A selection of Tools:

  • Entrez: Entrez is a retrieval system designed for searching several linked databases, including Nucleotide, Protein, Genome, Structure and PopSet. Entrez categories can be searched using subject, author, or unique identifiers such as accession numbers, phrases, truncated terms, and combined sets. There is also a simple Entrez tutorial.
  • BLAST: BLAST (Basic Local Alignment Search Tool) is a set of similarity search programs designed to explore all of the available sequence databases regardless of whether the query is protein or DNA. For a better understanding of BLAST you can refer to the BLAST Course which explains the basics of the BLAST algorithm, or to the NCBI BLAST tutorial.
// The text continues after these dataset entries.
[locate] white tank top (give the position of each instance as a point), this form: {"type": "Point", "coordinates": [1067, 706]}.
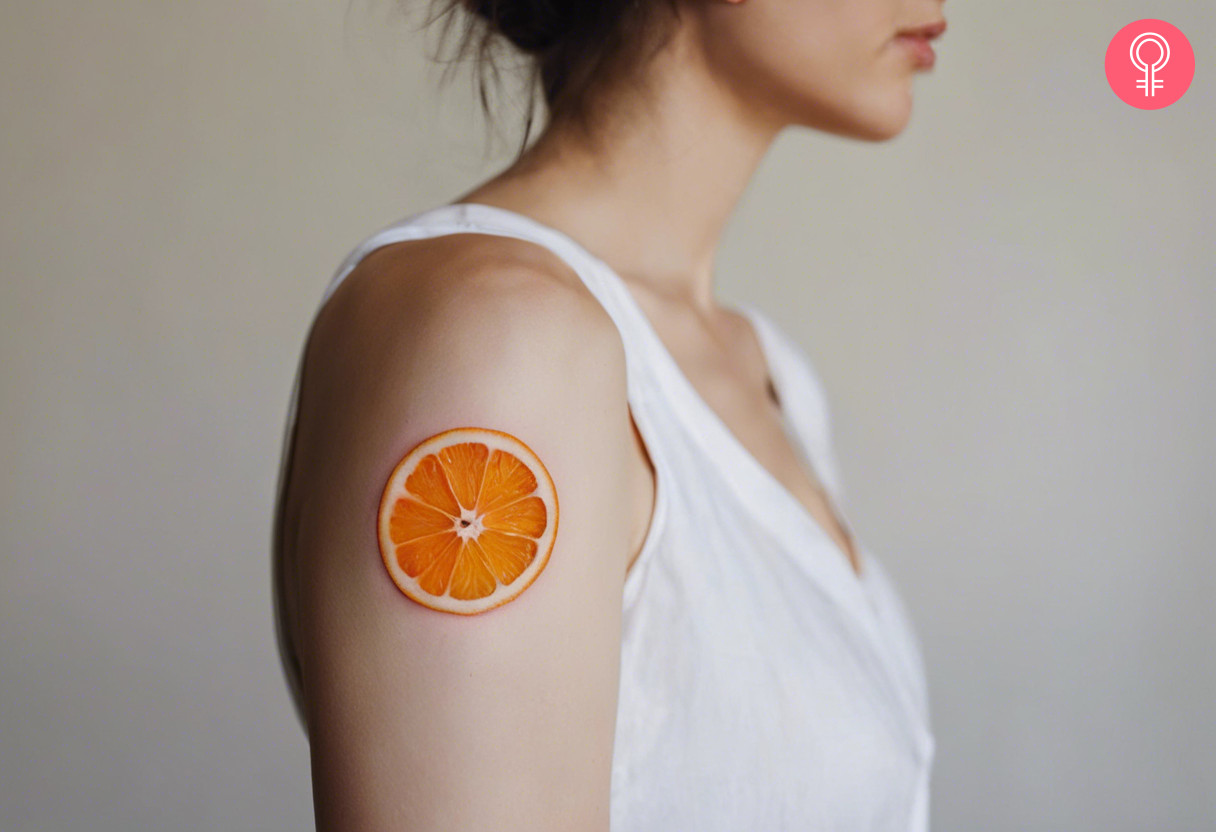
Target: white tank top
{"type": "Point", "coordinates": [763, 684]}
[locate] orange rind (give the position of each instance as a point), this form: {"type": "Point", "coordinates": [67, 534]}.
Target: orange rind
{"type": "Point", "coordinates": [467, 520]}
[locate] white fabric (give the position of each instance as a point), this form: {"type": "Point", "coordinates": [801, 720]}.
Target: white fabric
{"type": "Point", "coordinates": [763, 685]}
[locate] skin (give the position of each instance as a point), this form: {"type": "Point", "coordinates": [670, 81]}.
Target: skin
{"type": "Point", "coordinates": [505, 719]}
{"type": "Point", "coordinates": [652, 197]}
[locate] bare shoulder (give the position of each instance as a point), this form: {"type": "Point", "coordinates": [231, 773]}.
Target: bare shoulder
{"type": "Point", "coordinates": [420, 718]}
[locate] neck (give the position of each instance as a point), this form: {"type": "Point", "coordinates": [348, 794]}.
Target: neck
{"type": "Point", "coordinates": [654, 194]}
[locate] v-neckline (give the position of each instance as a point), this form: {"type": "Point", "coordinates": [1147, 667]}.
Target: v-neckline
{"type": "Point", "coordinates": [769, 499]}
{"type": "Point", "coordinates": [760, 487]}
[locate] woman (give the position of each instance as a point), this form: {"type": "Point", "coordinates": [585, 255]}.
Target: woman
{"type": "Point", "coordinates": [673, 627]}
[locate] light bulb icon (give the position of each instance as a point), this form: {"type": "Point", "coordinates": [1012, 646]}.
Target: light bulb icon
{"type": "Point", "coordinates": [1150, 83]}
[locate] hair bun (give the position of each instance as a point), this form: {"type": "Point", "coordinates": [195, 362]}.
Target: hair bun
{"type": "Point", "coordinates": [533, 26]}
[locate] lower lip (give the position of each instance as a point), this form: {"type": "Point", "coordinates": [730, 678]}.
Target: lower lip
{"type": "Point", "coordinates": [919, 49]}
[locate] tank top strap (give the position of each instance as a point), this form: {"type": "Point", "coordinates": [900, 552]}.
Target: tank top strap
{"type": "Point", "coordinates": [596, 275]}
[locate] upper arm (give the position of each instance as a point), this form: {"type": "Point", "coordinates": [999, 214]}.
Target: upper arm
{"type": "Point", "coordinates": [421, 719]}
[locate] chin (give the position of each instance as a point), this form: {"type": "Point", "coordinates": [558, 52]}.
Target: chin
{"type": "Point", "coordinates": [879, 118]}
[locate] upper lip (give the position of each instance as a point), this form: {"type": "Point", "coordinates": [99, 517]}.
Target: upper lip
{"type": "Point", "coordinates": [928, 31]}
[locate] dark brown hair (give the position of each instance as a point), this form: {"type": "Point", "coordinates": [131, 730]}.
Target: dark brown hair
{"type": "Point", "coordinates": [578, 50]}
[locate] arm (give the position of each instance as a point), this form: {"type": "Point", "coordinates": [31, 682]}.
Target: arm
{"type": "Point", "coordinates": [422, 719]}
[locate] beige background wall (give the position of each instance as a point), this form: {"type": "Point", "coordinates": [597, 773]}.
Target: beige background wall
{"type": "Point", "coordinates": [1011, 304]}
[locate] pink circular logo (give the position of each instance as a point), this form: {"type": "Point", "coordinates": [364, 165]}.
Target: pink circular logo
{"type": "Point", "coordinates": [1149, 63]}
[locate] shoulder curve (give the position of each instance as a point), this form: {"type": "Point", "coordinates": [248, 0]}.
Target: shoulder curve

  • Map Viewer: Integrated views of chromosome maps for 78 organisms. Useful for the identification and localization of genes.
  • ORF Finder: Graphical tool which finds all ORF (Open Reading Frames) based on a set of criteria. Can be used with standard and alternative genetic codes.
  • VecScreen: A tool for identifying segments of a nucleic acid sequence that may be of vector, linker, or adapter origin prior to sequence analysis or submission. VecScreen was developed to combat the problem of vector contamination in public sequence databases.
  • Spidey: Aligns an mRNA sequence to a genomic sequence. Can determine the intron/exon structure, returning one or more models of genomic structure.

Other resources are available to assist with downloading large amounts of specific data in batches (to create so-called 'batch-files') from sequence databases like GenBank. These resources include scripting tools such as BioPerl and Biopython.